One thing is clearer than everything else – this clock has taken a lot of time, painstaking developing and intricate manufacture, no wonder it bears such names. Unlike their cousins, the wristwatches, these clocks encompass much larger parts, and this brought Parmigiani with the need to accommodate to larger scales.
For the French master glassmaker Lalique, though, the story was on a totally different scale. They’ve had to work with way smaller and thinner surfaces, much thinner in fact than the threshold generally tolerated by crystal manufacture.
The surface of the clock boasts five panels and the crystal their made of has been adorned with the typical Lalique motif, the fountain of Coutard. The design of the panels resembles a water droplet spray, putting together two apparently different principles – Art Deco, through their rounded shape, and Art Nouveau, due to their closely-knit arrangement. Furthermore, as the flat surfaces of the glass panels are satin finished, the ends of each of the droplets were designed to deliver staggering glitter.

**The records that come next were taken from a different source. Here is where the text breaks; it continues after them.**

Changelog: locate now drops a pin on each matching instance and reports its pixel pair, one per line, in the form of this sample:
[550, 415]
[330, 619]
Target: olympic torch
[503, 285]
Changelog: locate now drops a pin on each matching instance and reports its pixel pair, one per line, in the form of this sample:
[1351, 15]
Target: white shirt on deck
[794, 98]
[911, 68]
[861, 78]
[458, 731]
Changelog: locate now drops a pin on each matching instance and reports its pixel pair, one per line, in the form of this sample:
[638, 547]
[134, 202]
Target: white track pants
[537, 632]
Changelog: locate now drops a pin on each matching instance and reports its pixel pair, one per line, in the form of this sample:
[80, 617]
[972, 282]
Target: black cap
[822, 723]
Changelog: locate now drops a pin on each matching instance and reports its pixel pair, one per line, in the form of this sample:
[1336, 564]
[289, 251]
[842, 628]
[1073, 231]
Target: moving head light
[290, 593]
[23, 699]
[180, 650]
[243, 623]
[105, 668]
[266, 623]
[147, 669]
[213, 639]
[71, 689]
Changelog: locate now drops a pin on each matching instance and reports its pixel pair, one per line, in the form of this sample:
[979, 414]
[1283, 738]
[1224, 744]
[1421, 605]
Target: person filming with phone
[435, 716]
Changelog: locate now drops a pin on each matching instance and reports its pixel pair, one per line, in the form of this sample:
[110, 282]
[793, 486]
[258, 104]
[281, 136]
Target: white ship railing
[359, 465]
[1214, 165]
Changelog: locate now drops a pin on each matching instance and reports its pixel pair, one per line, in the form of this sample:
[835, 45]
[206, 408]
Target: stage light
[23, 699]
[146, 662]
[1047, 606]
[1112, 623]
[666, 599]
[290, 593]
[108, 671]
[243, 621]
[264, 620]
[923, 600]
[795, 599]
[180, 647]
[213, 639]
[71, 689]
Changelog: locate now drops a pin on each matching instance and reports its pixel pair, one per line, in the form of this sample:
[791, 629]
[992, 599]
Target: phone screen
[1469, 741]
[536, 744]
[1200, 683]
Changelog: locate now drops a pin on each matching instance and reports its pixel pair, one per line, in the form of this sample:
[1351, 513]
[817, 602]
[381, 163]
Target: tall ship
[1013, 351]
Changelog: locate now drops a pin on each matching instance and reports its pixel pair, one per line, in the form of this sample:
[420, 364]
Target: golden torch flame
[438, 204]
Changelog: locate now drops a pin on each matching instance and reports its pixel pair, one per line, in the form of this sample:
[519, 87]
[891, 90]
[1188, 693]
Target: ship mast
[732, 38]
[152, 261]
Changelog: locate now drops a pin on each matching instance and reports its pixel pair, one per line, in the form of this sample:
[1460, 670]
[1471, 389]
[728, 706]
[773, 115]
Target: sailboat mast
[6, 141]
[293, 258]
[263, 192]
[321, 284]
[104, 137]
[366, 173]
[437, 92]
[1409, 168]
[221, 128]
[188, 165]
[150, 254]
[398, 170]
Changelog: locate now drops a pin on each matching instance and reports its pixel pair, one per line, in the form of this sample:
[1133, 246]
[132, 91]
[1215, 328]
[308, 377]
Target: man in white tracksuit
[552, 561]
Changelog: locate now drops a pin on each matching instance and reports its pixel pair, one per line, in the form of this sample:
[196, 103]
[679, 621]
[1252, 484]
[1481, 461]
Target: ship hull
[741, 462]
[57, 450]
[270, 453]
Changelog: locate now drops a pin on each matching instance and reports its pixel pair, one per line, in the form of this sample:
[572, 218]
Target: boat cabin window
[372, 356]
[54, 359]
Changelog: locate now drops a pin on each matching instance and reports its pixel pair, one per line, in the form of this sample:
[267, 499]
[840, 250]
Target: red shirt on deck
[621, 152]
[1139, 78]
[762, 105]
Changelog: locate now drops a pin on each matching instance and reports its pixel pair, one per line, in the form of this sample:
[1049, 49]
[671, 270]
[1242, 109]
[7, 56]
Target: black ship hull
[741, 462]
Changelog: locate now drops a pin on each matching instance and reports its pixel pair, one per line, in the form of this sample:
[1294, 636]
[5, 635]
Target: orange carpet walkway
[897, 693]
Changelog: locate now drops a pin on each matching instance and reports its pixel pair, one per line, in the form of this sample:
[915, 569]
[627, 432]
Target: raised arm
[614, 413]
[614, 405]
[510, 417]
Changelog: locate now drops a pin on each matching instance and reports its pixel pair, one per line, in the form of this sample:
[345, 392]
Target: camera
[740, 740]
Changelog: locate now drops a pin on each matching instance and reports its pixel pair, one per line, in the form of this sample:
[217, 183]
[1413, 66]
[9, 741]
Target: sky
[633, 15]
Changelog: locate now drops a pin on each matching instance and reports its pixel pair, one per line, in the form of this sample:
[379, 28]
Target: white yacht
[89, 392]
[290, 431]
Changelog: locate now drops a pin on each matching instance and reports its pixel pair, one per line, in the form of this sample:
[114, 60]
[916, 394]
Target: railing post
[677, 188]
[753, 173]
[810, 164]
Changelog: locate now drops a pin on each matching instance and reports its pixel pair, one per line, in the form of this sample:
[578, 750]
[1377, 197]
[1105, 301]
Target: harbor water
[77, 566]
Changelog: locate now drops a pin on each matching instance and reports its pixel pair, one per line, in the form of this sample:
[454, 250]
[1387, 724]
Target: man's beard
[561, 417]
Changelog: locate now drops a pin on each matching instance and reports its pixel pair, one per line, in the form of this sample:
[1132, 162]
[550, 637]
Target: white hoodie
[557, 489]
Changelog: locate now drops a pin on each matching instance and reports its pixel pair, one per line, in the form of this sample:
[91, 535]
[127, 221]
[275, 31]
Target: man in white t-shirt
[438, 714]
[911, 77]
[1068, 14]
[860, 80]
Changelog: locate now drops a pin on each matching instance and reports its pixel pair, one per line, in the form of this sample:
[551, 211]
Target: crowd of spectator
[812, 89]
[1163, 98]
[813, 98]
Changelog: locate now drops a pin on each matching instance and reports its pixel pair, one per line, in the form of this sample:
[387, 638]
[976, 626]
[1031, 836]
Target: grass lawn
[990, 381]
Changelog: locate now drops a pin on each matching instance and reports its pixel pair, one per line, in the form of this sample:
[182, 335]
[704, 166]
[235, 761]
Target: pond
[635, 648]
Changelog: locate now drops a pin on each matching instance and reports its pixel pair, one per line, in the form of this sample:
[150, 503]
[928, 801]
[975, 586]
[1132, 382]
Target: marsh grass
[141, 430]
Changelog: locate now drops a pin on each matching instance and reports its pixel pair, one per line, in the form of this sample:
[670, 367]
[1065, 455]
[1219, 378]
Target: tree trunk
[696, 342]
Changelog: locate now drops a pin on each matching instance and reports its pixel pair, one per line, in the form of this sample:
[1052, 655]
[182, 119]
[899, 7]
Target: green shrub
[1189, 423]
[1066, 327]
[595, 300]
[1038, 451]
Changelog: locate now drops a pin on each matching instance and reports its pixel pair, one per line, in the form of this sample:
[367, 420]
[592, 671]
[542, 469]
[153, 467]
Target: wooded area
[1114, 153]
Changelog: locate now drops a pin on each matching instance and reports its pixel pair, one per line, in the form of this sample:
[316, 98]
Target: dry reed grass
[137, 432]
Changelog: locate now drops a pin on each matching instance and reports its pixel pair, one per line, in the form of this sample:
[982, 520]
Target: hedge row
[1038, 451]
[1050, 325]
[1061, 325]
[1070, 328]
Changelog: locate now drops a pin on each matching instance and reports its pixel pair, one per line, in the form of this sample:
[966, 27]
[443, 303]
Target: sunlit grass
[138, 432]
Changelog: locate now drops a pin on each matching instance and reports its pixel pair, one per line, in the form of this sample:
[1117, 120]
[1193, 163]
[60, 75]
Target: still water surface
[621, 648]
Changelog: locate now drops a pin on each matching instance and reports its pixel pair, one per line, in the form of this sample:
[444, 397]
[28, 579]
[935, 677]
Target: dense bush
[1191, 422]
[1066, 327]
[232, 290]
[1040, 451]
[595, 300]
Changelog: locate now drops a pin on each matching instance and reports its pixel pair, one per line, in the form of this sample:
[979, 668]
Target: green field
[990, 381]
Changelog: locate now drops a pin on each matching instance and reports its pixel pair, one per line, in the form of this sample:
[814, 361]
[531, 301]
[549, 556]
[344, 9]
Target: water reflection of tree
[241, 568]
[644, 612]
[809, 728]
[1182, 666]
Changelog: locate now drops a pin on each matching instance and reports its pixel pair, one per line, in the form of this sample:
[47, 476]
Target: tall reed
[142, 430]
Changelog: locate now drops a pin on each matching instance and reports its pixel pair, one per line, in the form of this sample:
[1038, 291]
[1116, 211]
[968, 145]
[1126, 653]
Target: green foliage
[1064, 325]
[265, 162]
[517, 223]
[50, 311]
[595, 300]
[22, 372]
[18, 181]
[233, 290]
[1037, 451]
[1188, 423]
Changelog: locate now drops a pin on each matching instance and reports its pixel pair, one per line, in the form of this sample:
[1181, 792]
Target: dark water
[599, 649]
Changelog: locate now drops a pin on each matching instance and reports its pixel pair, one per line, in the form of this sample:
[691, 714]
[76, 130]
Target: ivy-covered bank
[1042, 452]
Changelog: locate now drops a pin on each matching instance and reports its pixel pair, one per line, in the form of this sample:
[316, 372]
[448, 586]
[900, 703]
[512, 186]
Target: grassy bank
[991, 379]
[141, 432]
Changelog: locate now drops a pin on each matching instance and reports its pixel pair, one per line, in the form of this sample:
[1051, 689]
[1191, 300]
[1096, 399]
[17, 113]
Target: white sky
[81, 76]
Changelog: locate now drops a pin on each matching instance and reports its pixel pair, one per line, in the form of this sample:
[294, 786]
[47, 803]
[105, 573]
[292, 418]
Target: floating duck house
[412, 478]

As for the absolutely superb Coutard fountain, it symbolises rebirth and life, renewal as well as the joy to be alive. It was superbly combined with this ageless table clock so that it reminds of the possibility of bringing old designs and classics back to life. In addition to looking great and being a genuine classic, much workmanship was invested into the Clock 15 Day. It encompasses the Maltese cross stopwork for the power reserve indicator on the outside, which is both quiet weird and nice. This part is in fact extremely important to many timepieces, as it counts the rotations of the barrel and drives its winding.
The limited edition Clock 15 Days will reportedly be available in three different crystal colors – deep blue, red or elegant white. Just 15 of each color will be manufactured, 5 units per year until 2015, when the production officially ends.
Parmigiani Fleurier has refined the delicate art of marquetry with The Clock 15 Days Blue Note. The process involved the cutting and assembling wooded veneers on a flat surface to create a meticulous decoration. The inspiration comes from Dutch painter Piet Mondrian. The dial of this clock features the segmentation of surfaces with musical overtunes. Three instruments, a trumpet, a double bass and a piano form this jazz trio.